Este método utiliza presiones de entre 50 y 60 kbar y temperaturas de 1300° a 1600°C, que simulan las condiciones naturales en que la tierra formó los diamantes durante miles de años. Se conoce como HPHT, que significa High Pressure High Temperature.

Lo logró General Electric, y significó un importante mercado de estas piedras sintéticas, de baja calidad, para aplicaciones industriales y técnicas.

Hay otro método para crear diamantes en laboratorio: el CVP, o Chemical Vapor Deposition, que en español quiere decir método de deposición de vapor químico. Este procedimiento no requiere de grandes presiones ni temperaturas extremas.

Se utiliza el gas metano como fuente de carbono, mezclado con hidrógeno e ionizado mediante plasma. De este modo, los iones de carbono se depositan en una superficie y crean una fina capa de diamante.

Con ambos métodos se han logrado diamantes de calidad gema, y hoy por hoy muchas de las joyas y anillos solitarios lucen un diamante sintético. A partir sobre todo de 2005, la joyería ha visto crecer los catálogos con estas gemas creadas en laboratorio.

Al principio, en los años 90, llegaron a ser más caros que un diamante natural, pero actualmente en promedio pueden costar entre un 30 a 40% menos que los naturales. Los expertos creen que a medida que el mercado ofrezca más diamantes sintéticos, los naturales bajarán también su precio.

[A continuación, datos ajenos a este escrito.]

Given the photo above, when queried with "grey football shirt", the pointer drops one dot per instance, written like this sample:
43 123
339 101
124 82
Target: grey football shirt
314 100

Esto puede significar que un diamante siga estando en el dedo de una mujer y que no sea el resultado de una práctica ambiental y socialmente de alto impacto.

Si bien algunos ven estos diamantes como objetos menos valiosos o menos auténticos, la percepción general está cambiando para verlos como una verdadera alternativa, con menor precio y bajo impacto.

Son ya tan corrientes que los gemólogos pueden diferenciarlos entre sí aplicando algunos métodos. Si tienes dudas, siempre puedes enviar tu diamante a un laboratorio gemológico reconocido para que dictamine su pureza, su peso, talla y origen.